Last month, a German court finally took a tiny step towards cracking down on honor killings, by imposing a pathetic 9 year sentence on a Turkish man who murdered his sister in cold blood for living the life of a free Western woman.
I'd managed to miss an incredibly moving Wall Street Opinion Journal story about a Silver Star recipient whose life took him from Pol Pot's killing fields to Afghanistan. Thankfully, a friend didn't miss it, and sent it to me, so I can now offer it to you.
A writer named Spengler thinks I'm off base when I say that, whatever J.K. Rowling's motives, the Harry Potter books support conservative thought in fighting the war the jihadists are waging against us. Rather than my optimistic view, he sees Harry Potter as a symbol of the West's decline. Why? Because he thinks Rowling's books enshrine complacency. Harry Potter is a fully formed hero from the git-go, and does not make the spiritual journey that marks the characters in great literature (Spengler cites to Jane Austen's Elizabeth Bennett; Dickens' Pip; and Cervante's Don Quixote, among others). I think that Spengler is, perhaps, confusing two ideas. Yes, great literature is about personal growth, and I'm all for it. (Even outside of literature, my favorite movie is Groundhog Day, which is all about the character's development from zero to hero.) This literary genre is infinitely satisfying because the character around whom the story is centered grows and changes. The Harry Potter books are bigger than that. As I see them, they show a society growing and changing as it faces an increasing external threat. There is also nothing wrong, historically, with hero literature that is meant to inspire bravery to defend societal norms, rather than to ensure personal maturation. But that's just my view, and Spengler writes a good article.
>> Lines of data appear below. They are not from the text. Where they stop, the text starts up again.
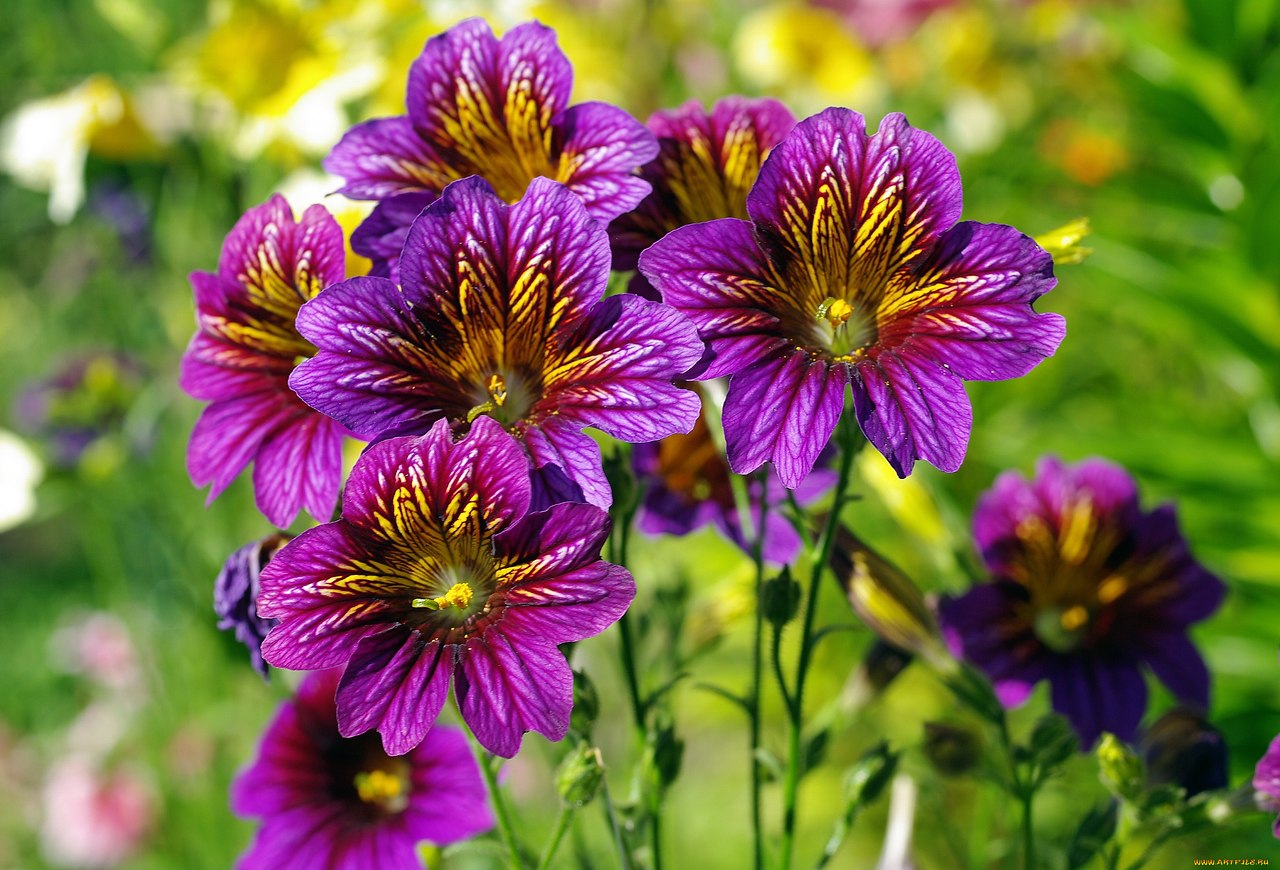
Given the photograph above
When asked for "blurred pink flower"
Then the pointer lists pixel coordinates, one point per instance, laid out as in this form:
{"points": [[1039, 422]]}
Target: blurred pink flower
{"points": [[92, 819]]}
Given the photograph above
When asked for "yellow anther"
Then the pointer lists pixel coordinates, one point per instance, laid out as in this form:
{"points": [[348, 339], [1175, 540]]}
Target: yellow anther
{"points": [[379, 787], [835, 311], [1074, 618], [497, 388]]}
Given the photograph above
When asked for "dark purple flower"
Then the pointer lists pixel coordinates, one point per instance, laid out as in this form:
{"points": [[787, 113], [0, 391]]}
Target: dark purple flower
{"points": [[1184, 749], [499, 311], [479, 105], [1266, 782], [236, 596], [686, 485], [1086, 589], [329, 801], [708, 161], [853, 271], [438, 572], [243, 352]]}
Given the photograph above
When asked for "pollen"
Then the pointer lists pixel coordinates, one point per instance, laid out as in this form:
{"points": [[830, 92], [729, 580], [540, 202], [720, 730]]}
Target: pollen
{"points": [[379, 787]]}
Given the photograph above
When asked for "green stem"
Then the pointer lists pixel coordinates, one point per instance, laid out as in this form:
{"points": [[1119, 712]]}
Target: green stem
{"points": [[499, 805], [757, 668], [562, 824], [795, 710]]}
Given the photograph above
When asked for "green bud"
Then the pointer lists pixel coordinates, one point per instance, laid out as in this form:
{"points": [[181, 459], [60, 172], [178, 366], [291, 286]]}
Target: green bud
{"points": [[1119, 769], [951, 750], [780, 599], [580, 774]]}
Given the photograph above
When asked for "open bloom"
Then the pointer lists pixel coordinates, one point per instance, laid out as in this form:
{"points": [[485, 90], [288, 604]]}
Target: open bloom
{"points": [[708, 161], [501, 312], [329, 801], [853, 271], [243, 352], [479, 105], [686, 485], [438, 572], [1086, 589], [236, 595]]}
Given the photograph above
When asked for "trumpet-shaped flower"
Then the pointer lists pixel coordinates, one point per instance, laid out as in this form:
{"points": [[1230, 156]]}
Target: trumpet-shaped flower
{"points": [[853, 273], [1086, 589], [243, 352], [479, 105], [329, 801], [499, 311], [708, 161], [438, 572]]}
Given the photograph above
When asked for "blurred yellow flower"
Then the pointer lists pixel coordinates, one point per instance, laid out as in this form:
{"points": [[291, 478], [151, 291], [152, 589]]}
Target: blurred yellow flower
{"points": [[44, 143]]}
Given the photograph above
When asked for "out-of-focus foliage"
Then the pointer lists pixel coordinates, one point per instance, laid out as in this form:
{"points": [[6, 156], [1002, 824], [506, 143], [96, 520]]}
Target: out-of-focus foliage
{"points": [[137, 131]]}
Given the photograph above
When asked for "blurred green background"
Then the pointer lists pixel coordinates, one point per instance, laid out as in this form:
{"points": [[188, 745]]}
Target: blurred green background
{"points": [[137, 132]]}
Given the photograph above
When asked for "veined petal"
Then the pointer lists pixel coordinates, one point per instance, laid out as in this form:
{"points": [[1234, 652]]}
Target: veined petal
{"points": [[912, 410], [968, 305], [397, 683], [599, 147], [423, 491], [785, 410], [717, 276], [384, 158], [615, 370], [508, 685], [557, 442], [840, 211]]}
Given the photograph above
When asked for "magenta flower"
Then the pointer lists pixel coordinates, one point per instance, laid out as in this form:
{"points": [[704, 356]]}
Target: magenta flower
{"points": [[479, 105], [242, 356], [854, 273], [438, 572], [501, 312], [708, 161], [1086, 589], [329, 801], [236, 596], [1266, 782], [686, 485]]}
Did you know that Dubai is planning a playland for the rich, rich, rich, in the form of personal Islands named after the countries in the world? Interestingly (and, of course, unsurprisingly, given the project's origins), Israel is not one of the countries of the world. It's existence seem to have been magically absorbed into Jordan and Lebanon.
Thanks again to all of you who send me a wide variety of eye-opening and thought-provoking materials. I do read them all. I'm just very, very slow.